- Born: March 1, 1945 Perth Amboy, New Jersey, U.S.
- Died: April 1, 1997 (aged 52) Pittsford, New York, U.S.
- Occupation: Journalist
- Employer(s): USA Today Gannett Freedom Forum

= Nancy Woodhull =

American journalist (1945-1997)

Nancy Woodhull (March 1, 1945 – April 1, 1997) was an American journalist, best known as a founding editor of USA Today.

== Early life and education ==
Nancy Woodhull was born on March 1, 1945 in Perth Amboy, New Jersey to Harold Cromwell, a factory inspector, and May Cromwell, a hospital administrator. She graduated from Matawan Regional High School, where she was a cheerleader, then attended Trenton State College (since renamed as The College of New Jersey )for one year before dropping out, and at 19, began working as a proofreader at The News Tribune in Woodbridge Township, New Jersey.

== Career ==
At 19, Woodhull dropped out of college to pursue a career in journalism, joining The News Tribune in Woodbridge, New Jersey as a proofreader. She was quickly offered a higher position publishing a weekly education feature. In 1973, she joined the Detroit Free Press as its first female sports reporter. In 1975, she began working for Gannett as the managing editor of its Rochester-based papers, the Times-Union Democrat and Chronicle. She was mentored by Robert Giles while working for Gannett in Rochester.

When Gannett began publishing USA Today in 1982, Woodhull was selected as the paper's managing editor, and went on to become the senior editor. She took a brief leave of absence from the position after a cancer diagnosis, but returned in 1983, when she was named as the president of Gannett News Service, the company's wire service for 83 newspapers. She also served as the president of Gannett New Media, the research and development arm of the corporation. Under Woodhull's leadership, USA Today had the highest percentage of female bylines, according to a 1989 study by a Women, Men, and Media group.

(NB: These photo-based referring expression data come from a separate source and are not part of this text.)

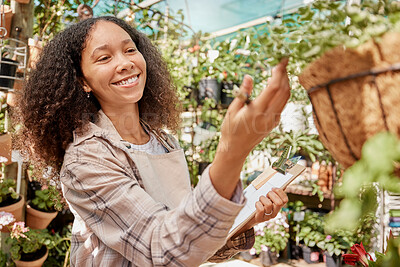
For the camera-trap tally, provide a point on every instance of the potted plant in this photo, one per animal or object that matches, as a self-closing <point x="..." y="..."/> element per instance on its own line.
<point x="310" y="231"/>
<point x="27" y="247"/>
<point x="43" y="208"/>
<point x="10" y="201"/>
<point x="5" y="137"/>
<point x="338" y="51"/>
<point x="271" y="238"/>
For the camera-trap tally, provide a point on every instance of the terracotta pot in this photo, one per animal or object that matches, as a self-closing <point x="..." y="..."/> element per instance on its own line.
<point x="15" y="209"/>
<point x="35" y="263"/>
<point x="23" y="1"/>
<point x="37" y="219"/>
<point x="5" y="146"/>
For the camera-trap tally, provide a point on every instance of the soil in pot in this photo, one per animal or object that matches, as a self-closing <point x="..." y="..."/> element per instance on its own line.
<point x="8" y="68"/>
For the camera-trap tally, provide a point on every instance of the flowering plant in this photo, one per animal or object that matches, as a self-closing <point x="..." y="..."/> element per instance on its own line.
<point x="271" y="235"/>
<point x="391" y="257"/>
<point x="23" y="240"/>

In 1990, Woodhull left Gannett and USA Today to begin working as the vice president and editor-in-chief of Southern Progress Corporation, a division of Time Warner, where she oversaw a book division and the editorial content of magazines such as Southern Living, Progressive Farmer, Southern Accents, Travel South, and Cooking Light.

After feeling unchallenged by her work at Southern Progress, Woodhull returned to Rochester began her own consulting company, Nancy Woodhull & Associates Incorporated, in 1992. She worked alongside her husband, William Watson, and advised companies on consumer and media trends, especially related to women.

From 1990 to 1996, she was a trustee of the Freedom Forum, a nonprofit started by Gannett focused on First Amendment issues. From 1996 until the time of her death, she was the senior vice president for communications at the Freedom Forum as well as the executive director of its Media Studies Center in New York City.

Woodhull served as the president of the National Women's Hall of Fame in Seneca Falls, New York, and alongside Betty Friedan, founded Women, Men and Media to conduct research on women's representation in media. She was also the vice chairwoman of the International Women's Media Foundation and a chairwoman of the Peabody Awards.

== Awards and honors ==
In 1997, Woodhull was posthumously awarded the Lifetime Achievement Award from the International Women's Media Foundation. In 1998, an annual forum on diversity in media was created in Woodhull's honor by the Freedom Forum.

== Personal life and death ==
While working as a sports reporter in Detroit, Woodhull met William Watson at a boating race, and they were married in 1986. Their daughter, Tennessee Jane Watson, was born in 1981 and was named after the sister of Victoria Woodhull, also a women's rights advocate; while Woodhull worked, Watson was a stay-at-home parent. Her daughter is also a journalist and has received a Nieman Fellowship, an Edward R. Murrow Award, and a Peabody Award nomination.

Woodhull died of lung cancer on April 1, 1997 in Pittsford, New York.